Southwest, which focuses primarily on travel within the United States, cancelled 9,400 flights in the first quarter, with the Boeing grounding accounting for about a third of that number, the company said in a securities filing.
The disclosure highlighted the hit from the Boeing debacle to US airlines following a Federal Aviation Administration order on March 13 after two deadly crashes involving the aircraft.
Larger carriers American Airlines and United Continental have also signaled a likely hit to earnings resulting from cancelled 737 MAX flights.
About 40 percent of Southwest’s flights were cancelled due to weather, with the remaining 30 percent resulting from maintenance disruptions connected to talks with a mechanics union.
In total, these cancelations will result in $150 million in lost revenues in the first quarter, on top of the previous hit of $60 million due to lost business from the government shutdown, the airline said.

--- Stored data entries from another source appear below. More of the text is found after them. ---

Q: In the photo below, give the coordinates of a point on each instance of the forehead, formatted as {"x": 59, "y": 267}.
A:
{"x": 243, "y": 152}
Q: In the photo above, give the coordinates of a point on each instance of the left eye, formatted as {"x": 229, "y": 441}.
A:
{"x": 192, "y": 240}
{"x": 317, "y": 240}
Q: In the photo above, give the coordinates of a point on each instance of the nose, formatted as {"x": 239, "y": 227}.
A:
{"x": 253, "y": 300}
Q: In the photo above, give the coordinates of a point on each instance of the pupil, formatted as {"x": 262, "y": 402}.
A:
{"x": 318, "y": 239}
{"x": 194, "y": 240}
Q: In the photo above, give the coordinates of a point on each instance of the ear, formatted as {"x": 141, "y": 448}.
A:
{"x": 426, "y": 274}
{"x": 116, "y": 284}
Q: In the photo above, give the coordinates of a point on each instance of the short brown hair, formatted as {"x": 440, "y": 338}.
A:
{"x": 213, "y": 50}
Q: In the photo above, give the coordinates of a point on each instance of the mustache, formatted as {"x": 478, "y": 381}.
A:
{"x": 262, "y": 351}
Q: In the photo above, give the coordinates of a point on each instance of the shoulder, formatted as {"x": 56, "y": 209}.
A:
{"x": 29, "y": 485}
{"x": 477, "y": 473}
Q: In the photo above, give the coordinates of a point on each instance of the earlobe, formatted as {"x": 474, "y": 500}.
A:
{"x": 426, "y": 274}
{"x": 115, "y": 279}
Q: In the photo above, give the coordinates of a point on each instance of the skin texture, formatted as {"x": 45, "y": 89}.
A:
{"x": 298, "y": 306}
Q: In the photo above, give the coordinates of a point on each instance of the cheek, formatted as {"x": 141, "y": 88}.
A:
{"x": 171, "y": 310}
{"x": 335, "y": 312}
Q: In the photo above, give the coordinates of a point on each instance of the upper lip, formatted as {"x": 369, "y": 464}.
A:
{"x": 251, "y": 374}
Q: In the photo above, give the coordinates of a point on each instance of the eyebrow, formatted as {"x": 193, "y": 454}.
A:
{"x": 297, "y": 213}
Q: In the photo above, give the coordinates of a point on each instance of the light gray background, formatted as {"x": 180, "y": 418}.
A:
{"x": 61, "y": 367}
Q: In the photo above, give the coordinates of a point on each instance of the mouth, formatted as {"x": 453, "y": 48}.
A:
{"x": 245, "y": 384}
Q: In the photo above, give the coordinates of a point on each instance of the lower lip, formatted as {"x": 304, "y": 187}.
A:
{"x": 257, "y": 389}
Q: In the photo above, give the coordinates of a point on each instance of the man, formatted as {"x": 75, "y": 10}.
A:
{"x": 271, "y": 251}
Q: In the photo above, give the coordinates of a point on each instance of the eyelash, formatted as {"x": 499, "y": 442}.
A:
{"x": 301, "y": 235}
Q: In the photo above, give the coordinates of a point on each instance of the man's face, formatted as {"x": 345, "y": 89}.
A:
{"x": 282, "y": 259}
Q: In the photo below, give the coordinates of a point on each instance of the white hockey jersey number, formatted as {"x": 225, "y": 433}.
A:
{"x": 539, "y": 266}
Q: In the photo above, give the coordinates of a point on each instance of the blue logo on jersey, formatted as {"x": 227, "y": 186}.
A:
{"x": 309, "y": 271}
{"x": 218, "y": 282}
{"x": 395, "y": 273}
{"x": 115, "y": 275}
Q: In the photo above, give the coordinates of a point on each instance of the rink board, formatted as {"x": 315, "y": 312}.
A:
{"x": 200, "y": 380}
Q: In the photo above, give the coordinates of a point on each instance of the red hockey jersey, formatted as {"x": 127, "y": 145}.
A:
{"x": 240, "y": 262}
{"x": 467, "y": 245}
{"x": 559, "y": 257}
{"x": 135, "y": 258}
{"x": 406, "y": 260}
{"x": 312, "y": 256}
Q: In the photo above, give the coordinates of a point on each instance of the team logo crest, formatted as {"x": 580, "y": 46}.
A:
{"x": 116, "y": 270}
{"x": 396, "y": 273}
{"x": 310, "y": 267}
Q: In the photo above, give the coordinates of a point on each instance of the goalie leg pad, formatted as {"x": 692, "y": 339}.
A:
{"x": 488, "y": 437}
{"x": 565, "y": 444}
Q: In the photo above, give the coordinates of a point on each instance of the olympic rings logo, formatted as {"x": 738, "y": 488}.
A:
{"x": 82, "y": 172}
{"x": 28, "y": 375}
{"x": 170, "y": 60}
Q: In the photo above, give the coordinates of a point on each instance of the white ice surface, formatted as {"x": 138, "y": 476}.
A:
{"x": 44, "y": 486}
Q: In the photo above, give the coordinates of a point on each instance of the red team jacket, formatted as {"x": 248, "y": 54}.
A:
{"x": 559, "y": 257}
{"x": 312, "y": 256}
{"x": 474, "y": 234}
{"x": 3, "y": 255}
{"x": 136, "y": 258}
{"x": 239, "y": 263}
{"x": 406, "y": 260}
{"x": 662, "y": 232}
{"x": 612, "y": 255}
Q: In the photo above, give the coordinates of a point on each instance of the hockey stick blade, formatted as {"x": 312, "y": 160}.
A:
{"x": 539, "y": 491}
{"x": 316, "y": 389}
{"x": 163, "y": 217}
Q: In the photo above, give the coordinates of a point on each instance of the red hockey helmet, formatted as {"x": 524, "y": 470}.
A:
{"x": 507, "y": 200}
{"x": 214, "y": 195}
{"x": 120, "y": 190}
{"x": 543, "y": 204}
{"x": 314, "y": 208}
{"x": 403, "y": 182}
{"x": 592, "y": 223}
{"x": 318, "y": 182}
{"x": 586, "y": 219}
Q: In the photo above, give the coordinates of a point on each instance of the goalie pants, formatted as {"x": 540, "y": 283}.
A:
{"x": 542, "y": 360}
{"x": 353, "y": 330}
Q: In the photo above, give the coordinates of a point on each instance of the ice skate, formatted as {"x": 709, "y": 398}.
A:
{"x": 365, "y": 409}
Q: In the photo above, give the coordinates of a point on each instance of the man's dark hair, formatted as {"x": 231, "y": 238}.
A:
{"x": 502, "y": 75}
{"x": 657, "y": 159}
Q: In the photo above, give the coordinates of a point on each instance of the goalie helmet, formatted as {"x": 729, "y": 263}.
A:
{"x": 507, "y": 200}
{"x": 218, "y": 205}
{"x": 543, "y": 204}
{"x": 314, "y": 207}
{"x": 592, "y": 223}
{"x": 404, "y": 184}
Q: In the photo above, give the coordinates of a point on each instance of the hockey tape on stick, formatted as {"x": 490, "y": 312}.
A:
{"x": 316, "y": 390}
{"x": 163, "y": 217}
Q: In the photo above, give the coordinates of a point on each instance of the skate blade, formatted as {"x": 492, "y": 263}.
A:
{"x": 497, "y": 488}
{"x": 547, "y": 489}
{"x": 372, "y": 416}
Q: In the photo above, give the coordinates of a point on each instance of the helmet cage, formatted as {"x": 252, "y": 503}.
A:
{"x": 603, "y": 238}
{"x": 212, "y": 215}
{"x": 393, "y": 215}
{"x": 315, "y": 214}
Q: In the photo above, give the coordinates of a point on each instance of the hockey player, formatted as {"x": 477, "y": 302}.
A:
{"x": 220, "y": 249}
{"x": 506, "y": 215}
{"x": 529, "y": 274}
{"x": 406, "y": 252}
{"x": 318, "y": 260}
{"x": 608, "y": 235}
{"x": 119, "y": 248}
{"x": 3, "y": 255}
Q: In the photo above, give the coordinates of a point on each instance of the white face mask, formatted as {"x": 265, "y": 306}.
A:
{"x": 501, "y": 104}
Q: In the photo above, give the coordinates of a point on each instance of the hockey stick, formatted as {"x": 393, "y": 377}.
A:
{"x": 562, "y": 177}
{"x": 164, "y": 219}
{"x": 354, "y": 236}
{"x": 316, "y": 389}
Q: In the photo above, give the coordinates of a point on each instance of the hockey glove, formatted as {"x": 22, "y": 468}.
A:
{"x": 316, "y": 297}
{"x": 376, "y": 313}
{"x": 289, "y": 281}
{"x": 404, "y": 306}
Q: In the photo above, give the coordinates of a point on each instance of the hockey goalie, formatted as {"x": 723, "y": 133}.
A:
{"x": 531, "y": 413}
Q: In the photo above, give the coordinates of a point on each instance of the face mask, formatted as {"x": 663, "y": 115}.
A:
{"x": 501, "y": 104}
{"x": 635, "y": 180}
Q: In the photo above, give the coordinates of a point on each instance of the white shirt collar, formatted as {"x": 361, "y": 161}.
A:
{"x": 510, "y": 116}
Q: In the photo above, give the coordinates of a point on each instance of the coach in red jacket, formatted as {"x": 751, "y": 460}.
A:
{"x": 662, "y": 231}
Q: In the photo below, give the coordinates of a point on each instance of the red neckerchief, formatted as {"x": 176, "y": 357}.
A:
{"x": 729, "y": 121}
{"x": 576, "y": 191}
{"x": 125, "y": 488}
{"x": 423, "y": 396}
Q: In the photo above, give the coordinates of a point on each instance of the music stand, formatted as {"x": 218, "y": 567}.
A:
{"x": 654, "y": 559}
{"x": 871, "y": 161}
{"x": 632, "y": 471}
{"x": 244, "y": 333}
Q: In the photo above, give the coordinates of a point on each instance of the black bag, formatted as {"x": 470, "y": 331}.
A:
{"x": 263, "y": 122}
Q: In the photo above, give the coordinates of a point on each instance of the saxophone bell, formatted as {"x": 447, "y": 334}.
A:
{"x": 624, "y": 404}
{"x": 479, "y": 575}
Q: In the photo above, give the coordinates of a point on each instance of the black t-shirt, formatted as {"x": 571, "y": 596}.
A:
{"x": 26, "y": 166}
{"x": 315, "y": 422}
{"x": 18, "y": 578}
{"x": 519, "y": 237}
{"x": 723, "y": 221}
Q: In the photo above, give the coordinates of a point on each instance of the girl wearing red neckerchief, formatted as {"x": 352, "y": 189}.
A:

Despite the hit from the cancelled flights, shares of Southwest and other US carriers rose Wednesday after Southwest described solid consumer demand.
Dallas-based Southwest has grounded all 34 of its 737 MAX 8 aircraft and also has 41 remaining MAX deliveries scheduled in 2019, with more than 300 orders and options beyond this year.
“Due to the current uncertainty regarding the duration of the MAX groundings and any requirements for reinstatement of the aircraft into service, it is difficult for the company to forecast the impact of the MAX groundings beyond first quarter 2019,” Southwest said.
American Airlines, which has 24 Boeing MAX 8 planes and an additional 76 on order, said in a March 25 securities filing that it was unable to estimate the financial hit from the FAA order, but that complying with the mandate is causing “significant disruption to our customers and financial costs to us.”
United Continental said in a March 15 filing that the FAA grounding, which affected about 40 flights per day, had not yet significantly impacted financial performance.
“However, the financial and operational impact to the company is expected to increase if the grounding extends into the peak summer travel season,” United said.
– Solid customer demand –
Shares of Southwest rose 1.9 percent at midday to $49.66, while American gained 2.3 percent to $30.90 and United 1.2 percent to $78.45.
Delta Air Lines and Jet Blue, two carriers that don’t fly the 737 MAX, also rose.
The gains came as the broader S&P 500 fell 0.7 percent.
CFRA Analyst Jim Corridore said investors welcomed the detail from Southwest on costs of the 737 MAX grounding, as well as its description of a solid demand environment.
Southwest trimmed its estimate for revenue per seat mile, but still forecast two to three percent growth in the first quarter compared with last year. It also said it expects “strong” growth in the second quarter.
Carriers that do not fly the MAX “will benefit from the demand environment Southwest mentioned,” Corridore said.
US carriers are scheduled to report first-quarter earnings in the latter half of April.